A supermarket polled 1,000 customers regarding the size of their bill.

Step 1
(a) Let E denotes the event that the size of the bill is less than $20.00 and let F denotes the event that the size of the bill is greater than or equal to $20.00 and less than $40.00. Then, the events E and F together represents the event that the size of the bill is less than $40.00. That is, ${\displaystyle E\cup F}$ represents the event that the size of the bill is less than $40.00.
Let n(E) represents the number of customers with corresponding bill size below $20.00 and n(F) represents the number of customers with corresponding bill size between $20.00 and $39.99.
Then, from the given table ${\displaystyle n\left(E\right)=209\text{and}n\left(F\right)=115}$.
The sample space S corresponds to the 1000 people. Hence, n(S)=1000.
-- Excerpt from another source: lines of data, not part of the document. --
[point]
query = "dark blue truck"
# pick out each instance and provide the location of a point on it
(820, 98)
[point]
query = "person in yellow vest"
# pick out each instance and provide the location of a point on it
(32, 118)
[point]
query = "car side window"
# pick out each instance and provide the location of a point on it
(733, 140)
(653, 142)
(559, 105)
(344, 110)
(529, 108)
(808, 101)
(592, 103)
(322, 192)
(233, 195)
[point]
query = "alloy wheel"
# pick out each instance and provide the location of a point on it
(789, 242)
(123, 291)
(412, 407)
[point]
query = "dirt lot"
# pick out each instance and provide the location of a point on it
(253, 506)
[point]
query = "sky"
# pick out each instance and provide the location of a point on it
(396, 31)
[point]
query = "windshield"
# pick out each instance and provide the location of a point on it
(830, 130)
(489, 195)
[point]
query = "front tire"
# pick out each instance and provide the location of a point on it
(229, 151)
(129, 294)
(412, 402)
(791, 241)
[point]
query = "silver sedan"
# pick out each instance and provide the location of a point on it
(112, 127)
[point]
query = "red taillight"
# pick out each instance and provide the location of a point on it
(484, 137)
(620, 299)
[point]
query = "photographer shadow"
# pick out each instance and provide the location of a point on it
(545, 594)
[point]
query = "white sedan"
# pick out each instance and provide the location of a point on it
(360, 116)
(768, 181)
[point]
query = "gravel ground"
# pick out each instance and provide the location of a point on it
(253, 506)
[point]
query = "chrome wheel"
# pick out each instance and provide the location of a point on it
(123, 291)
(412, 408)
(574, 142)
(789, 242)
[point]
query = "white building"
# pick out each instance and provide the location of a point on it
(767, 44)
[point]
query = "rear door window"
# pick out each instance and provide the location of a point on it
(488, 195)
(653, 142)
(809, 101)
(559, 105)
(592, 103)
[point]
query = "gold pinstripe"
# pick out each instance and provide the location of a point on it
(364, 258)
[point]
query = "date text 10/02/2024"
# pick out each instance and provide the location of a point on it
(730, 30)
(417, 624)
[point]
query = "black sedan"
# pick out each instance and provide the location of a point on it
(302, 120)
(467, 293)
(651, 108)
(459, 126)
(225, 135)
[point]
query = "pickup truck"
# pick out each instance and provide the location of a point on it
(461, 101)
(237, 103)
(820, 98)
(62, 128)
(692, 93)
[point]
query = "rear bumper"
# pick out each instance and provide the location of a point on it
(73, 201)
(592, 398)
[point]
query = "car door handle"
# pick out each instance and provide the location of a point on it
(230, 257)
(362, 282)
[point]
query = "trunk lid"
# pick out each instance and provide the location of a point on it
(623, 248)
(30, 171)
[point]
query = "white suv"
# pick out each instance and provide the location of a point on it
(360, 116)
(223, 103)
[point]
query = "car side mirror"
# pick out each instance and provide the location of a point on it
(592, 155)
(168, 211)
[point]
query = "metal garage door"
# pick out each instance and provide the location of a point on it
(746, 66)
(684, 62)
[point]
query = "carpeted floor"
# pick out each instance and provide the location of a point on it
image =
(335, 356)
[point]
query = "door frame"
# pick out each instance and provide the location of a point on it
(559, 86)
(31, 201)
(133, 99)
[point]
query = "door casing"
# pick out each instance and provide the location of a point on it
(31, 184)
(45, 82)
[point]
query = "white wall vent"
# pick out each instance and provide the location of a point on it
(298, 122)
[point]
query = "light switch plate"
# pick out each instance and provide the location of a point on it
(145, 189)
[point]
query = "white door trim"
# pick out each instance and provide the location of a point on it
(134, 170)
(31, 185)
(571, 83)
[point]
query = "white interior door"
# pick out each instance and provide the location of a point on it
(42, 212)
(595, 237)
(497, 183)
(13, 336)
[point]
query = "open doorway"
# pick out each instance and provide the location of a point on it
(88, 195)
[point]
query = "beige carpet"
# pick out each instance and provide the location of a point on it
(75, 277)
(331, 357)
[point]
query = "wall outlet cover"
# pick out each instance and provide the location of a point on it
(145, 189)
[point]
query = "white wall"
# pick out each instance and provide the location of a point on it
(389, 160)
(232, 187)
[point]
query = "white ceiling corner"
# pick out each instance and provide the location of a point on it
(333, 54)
From the given table, it can be observed that the bill sizes are disjoint.
Hence, we have ${\displaystyle n(E\cup F)=n\left(E\right)+n\left(F\right)=209+115=324}$.
Step 2
Therefore, the relative frequency that the customer's bill is less than $40.00 is given by
Relative frequency ${\displaystyle =\frac{n(E\cup F)}{n\left(S\right)}}$
${\displaystyle =\frac{324}{1000}}$
${\displaystyle =0.324}$
(b) Note that, the event that the customer's bill is $40.00 or more is the complement of the event that the customer's bill is less than $40.00.
Hence, the sum of relative frequencies of these events should be 1.
Therefore, the relative frequency that the customer's bill is $40.00 or more is given by
Relative frequency ${\displaystyle =1-\frac{324}{1000}=\frac{676}{1000}=0.676}$.